GOP strategist Brad Todd, who is working with the Pennsylvania Republican’s campaign, told the Times that the Harris “archive is deep.”
“We will run out of time before we run out of video clips of Kamala Harris saying wacky California liberal things. I’m just not sure that the rest of this campaign includes much besides that,” Todd emphasized.
As the Times notes, Harris did not leave a shortage of material for Republicans during her White House bid in the 2020 cycle:
She said then that she opposed fracking; would “think about” abolishing the Immigration and Customs Enforcement agency; called the idea of adding more police officers “wrongheaded thinking”; entertained the idea of allowing felons to vote; said she supported a “mandatory buyback program” for some guns; and called for the elimination of private health insurance.
A central part of the left’s effort to broaden Harris’s appeal to swing voters includes embracing her record as a prosecutor to brand her as a law and order Demcroat.

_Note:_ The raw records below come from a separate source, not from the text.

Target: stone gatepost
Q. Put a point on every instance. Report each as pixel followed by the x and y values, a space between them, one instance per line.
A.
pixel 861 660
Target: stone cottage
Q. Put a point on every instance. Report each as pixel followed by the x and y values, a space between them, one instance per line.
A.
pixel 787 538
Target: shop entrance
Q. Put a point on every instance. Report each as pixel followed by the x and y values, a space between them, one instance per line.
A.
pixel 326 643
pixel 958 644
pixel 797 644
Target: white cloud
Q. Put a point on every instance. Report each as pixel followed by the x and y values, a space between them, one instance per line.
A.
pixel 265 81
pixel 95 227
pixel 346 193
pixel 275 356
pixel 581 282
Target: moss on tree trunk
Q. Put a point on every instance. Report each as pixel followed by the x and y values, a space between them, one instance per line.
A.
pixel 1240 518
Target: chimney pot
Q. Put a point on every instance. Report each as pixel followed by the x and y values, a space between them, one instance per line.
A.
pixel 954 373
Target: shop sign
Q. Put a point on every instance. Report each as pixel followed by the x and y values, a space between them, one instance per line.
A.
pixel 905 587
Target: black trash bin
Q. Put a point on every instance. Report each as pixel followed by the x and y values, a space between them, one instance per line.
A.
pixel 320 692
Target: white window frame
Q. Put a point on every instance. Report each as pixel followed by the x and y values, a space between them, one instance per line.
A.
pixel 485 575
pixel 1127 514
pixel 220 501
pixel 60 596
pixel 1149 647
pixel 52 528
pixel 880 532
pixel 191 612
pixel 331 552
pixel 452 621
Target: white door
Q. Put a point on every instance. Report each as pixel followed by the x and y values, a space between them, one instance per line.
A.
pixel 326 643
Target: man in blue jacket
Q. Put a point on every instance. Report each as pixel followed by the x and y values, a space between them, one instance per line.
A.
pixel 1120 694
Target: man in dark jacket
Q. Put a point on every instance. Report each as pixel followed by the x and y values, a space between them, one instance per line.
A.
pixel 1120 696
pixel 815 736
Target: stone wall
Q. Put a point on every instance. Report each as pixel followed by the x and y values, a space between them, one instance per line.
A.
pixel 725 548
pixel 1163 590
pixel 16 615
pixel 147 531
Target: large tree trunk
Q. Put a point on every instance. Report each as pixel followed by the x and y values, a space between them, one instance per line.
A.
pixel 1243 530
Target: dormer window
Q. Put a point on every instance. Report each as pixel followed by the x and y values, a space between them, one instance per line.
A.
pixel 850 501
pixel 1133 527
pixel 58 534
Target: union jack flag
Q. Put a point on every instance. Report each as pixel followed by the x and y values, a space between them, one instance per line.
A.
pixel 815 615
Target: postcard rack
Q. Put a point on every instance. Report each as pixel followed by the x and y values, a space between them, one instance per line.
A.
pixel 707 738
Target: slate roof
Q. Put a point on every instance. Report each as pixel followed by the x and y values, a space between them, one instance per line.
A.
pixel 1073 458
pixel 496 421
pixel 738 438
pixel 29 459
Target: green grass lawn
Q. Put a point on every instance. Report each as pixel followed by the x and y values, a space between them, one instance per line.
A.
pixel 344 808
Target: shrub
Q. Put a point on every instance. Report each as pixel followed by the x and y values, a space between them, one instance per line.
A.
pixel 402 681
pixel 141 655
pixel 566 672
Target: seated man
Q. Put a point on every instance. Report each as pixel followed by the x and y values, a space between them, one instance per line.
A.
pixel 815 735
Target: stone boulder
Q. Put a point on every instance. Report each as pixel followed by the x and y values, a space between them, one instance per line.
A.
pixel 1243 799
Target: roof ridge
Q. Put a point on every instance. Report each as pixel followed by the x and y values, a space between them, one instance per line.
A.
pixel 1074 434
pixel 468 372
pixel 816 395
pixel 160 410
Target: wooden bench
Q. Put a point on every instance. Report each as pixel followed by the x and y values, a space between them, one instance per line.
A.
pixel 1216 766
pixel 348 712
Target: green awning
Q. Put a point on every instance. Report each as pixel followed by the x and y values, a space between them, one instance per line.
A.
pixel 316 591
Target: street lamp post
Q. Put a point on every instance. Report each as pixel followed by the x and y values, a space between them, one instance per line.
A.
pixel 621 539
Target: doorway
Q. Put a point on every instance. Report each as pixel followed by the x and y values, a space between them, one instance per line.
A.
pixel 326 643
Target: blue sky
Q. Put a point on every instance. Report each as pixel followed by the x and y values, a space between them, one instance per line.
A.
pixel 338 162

Harris’s 2020 campaign screeched to a halt before even the Iowa Caucuses amid internal turmoil and a cold relationship with her campaign manager, Juan Rodiguez, as the Times noted at the time. One former Harris aide, Gil Duran, told the Times in 2019, “You can’t run the country if you can’t run your campaign.”
Breitbart News covered a similar angle to Monday’s Times story on July 23, which noted that Harris’s record is coming back to “haunt” House Democrats.
“Kamala Harris allows GOP campaigns to talk to voters with surgical precision about how she would make their lives worse with her dangerous San Francisco liberal policies,” National Republican Congressional Committee (NRCC) Press Secretary Will Reinert told Breitbart News. “Harris’s 2019 primary campaign for president is a Republican ad maker’s dream and a swing-district Democrat’s nightmare.”
Just days later, on Thursday, when CNN’s Manu Raju approached Rep. Suzan DelBene (D-WA)— chairwoman of the NRCC counterpart, the Democratic Congressional Campaign Committee — to ask if it is “a good idea for those vulnerable Democrats to align themselves with Kamala Harris,” she worked to distance her colleagues from the vice president.
“Our races have all been local races. They’re about our candidates and the strength of our candidates,” she said.
“You don’t think this will be nationalized?” Raju followed up.
“I think every — on these congressional races, district by district, this is going to be about the candidates we have and how they’re standing up for their communities,” DelBene responded.